Zu Unrecht vergleicht sich die Kl. mit den Opfern von Verbrechen, so dass rechtlich offen bleiben kann, ob bei diesen tatsächlich keine Abbildungsfreiheit nach § 23 KUG besteht (vgl. Möhring/Nicolini/Gass, § 23 KUG Rdnr. 19 einerseits und Schricker/Gerstenberg/Götting, UrheberR, 2. Aufl., § 23 KUG Rdnr. 12a.E. andererseits). Die Kl. ist nicht Opfer eines Verbrechens (§ 12 StGB) geworden, und sie kann nur mit großer Zurückhaltung überhaupt als Opfer bezeichnet werden. Für die Opfer von Straftaten ist bezeichnend, dass sie ohne ihr Zutun und gegen ihren Willen in ein oft schreckliches Geschehen hineingezogen werden. Werden sie dabei in ihrer Menschenwürde verletzt, dann sollte dies grundsätzlich nicht auch noch im Bild gezeigt werden dürfen. Anders liegt es bei der Kl., die sich bewusst vor die laufenden Kameras begab, um medienwirksam in Kontakt mit Herrn X zu treten.
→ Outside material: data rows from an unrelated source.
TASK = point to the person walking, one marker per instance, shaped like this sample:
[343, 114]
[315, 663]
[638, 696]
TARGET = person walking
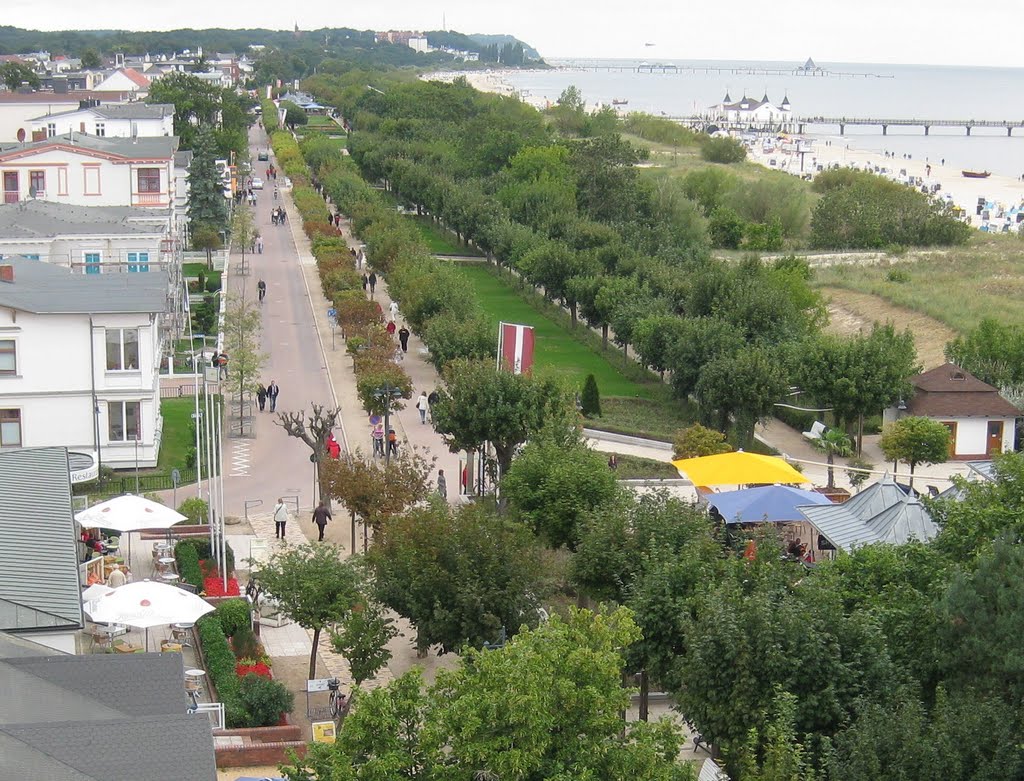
[280, 518]
[321, 516]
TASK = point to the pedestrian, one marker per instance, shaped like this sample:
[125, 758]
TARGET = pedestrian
[321, 516]
[377, 435]
[280, 518]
Dieser „Kontakt“ wurde dann auch umgehend gesendet, obwohl es sich nach Meinung der Kl. bei der Ohrfeige um einen besonders beleidigenden Sachverhalt handelt. Demgemäß hat die Kl. auch gegen Herrn X rechtlich nichts unternommen, weil er ein „kranker Mann“ sei. Sie ist also selbst von der Tat eines in gewisser Weise Schuldunfähigen ausgegangen, so dass schwer zu erklären ist, weshalb sie durch das Bild des Vorfalls jetzt schwerer betroffen sein will als seinerzeit durch die Tat selbst. Der Artikel bzw. die Bildveröffentlichung der Bekl. wird in keinen anderen Zusammenhang gestellt. Die „Ohrfeige“ wird als einer der „Skandale“ des Herrn X dargestellt, die auf seinen Alkoholismus zurückgehen.
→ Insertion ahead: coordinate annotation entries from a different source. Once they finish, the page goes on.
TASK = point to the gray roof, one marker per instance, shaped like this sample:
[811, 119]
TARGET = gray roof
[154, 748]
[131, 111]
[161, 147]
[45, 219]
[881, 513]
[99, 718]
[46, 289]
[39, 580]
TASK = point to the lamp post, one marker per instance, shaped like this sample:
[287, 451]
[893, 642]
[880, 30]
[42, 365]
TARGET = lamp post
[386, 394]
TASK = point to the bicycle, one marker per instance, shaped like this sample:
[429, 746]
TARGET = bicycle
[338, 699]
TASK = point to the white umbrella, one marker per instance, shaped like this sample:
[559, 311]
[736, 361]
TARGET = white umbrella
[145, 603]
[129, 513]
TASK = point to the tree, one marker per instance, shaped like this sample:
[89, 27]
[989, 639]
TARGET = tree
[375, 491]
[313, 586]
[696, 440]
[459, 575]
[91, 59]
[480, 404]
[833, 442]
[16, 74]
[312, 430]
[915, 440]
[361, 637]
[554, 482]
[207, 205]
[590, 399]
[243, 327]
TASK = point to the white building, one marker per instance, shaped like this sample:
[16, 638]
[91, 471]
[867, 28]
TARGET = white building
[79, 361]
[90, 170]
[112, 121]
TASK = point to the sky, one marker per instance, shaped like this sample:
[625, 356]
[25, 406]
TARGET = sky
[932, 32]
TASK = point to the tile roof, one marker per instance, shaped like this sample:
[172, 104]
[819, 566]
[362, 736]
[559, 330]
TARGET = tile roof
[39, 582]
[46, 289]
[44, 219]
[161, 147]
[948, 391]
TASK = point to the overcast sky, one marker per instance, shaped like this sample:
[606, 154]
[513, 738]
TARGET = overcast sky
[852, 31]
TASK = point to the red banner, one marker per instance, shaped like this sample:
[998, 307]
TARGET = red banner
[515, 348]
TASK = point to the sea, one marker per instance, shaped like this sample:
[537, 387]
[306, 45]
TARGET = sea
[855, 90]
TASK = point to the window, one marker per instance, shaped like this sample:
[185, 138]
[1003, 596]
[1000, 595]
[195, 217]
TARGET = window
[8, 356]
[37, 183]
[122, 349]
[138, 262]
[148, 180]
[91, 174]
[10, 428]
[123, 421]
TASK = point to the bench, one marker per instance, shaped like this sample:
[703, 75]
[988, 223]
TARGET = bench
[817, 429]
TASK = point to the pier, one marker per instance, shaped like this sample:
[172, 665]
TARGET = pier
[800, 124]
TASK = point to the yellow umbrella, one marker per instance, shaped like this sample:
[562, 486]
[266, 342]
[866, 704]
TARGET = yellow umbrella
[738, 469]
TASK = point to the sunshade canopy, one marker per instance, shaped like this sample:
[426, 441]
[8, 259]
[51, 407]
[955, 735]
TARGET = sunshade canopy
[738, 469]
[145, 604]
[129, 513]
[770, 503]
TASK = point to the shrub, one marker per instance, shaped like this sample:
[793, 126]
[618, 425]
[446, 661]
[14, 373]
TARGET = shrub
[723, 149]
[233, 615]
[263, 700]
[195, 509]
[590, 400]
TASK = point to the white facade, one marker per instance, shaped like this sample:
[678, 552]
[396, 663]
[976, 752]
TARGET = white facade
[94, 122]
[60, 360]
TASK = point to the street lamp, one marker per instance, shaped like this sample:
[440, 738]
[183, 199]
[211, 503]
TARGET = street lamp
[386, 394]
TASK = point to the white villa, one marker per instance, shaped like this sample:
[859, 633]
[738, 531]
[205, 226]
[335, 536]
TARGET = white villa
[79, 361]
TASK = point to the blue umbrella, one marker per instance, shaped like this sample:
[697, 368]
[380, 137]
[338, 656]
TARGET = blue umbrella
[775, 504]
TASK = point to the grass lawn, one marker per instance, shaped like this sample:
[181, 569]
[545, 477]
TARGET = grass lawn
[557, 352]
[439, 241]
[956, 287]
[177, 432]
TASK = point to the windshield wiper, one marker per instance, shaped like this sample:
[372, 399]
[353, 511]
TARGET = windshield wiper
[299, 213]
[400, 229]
Hierzu gehört auch, dass die Kl. in der Vergangenheit alle von den Bekl. vorgelegten Bildveröffentlichungen widerspruchslos hingenommen hat. Die einzigen vorgelegten Unterlassungserklärungen, nämlich diejenige des Senders S und eines nicht näher gekennzeichneten Unternehmens namens B, das die angegriffene Bildfolge offensichtlich aus einer Sendung von S übernommen hat, lassen sich zwanglos aus der Konkurrenzsituation des Arbeitgebers der Kl. zu dem anderen großen Privatsender erklären. Soweit es der Kl. angeblich unmöglich sein soll, „von allen Berichterstattungen Kenntnis zu erlangen“, dürfte jedenfalls ihr Arbeitgeber R ein waches Auge auf von R oder der Kl. nicht genehmigte „Zweitauswertungen“ haben, zumal dann, wenn R selbst das Filmmaterial auf Betreiben der Kl. seither nicht mehr gesendet hat, wie die Berufungsbegründung versichert.
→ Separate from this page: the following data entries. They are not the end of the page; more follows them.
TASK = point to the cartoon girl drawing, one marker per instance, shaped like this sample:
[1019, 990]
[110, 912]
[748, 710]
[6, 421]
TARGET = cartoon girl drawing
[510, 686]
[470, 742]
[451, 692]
Im Übrigen ist nichts dafür vorgetragen, weshalb die Leser der B die Ohrfeige eines „kranken Mannes“ als herabsetzend für die Kl. empfinden sollten. Dem Opfer eines unverschuldeten tätlichen Angriffs ist im Allgemeinen eher das Mitgefühl sicher. Soweit die Kl., wie sie befürchtet, als „Sensationsreporterin“ erscheinen könnte, hat sie sich dies selbst zuzuschreiben. Wenn ein Angehöriger der „Sensationspresse“ durch eigenes Zutun selbst zum Objekt oder, wie er meint, zum Opfer dieser Presse wird, fehlt es seinem Protest an der notwendigen inneren Berechtigung (vgl. BGH, NJW 1964, 1471 [1472] - Sittenrichter).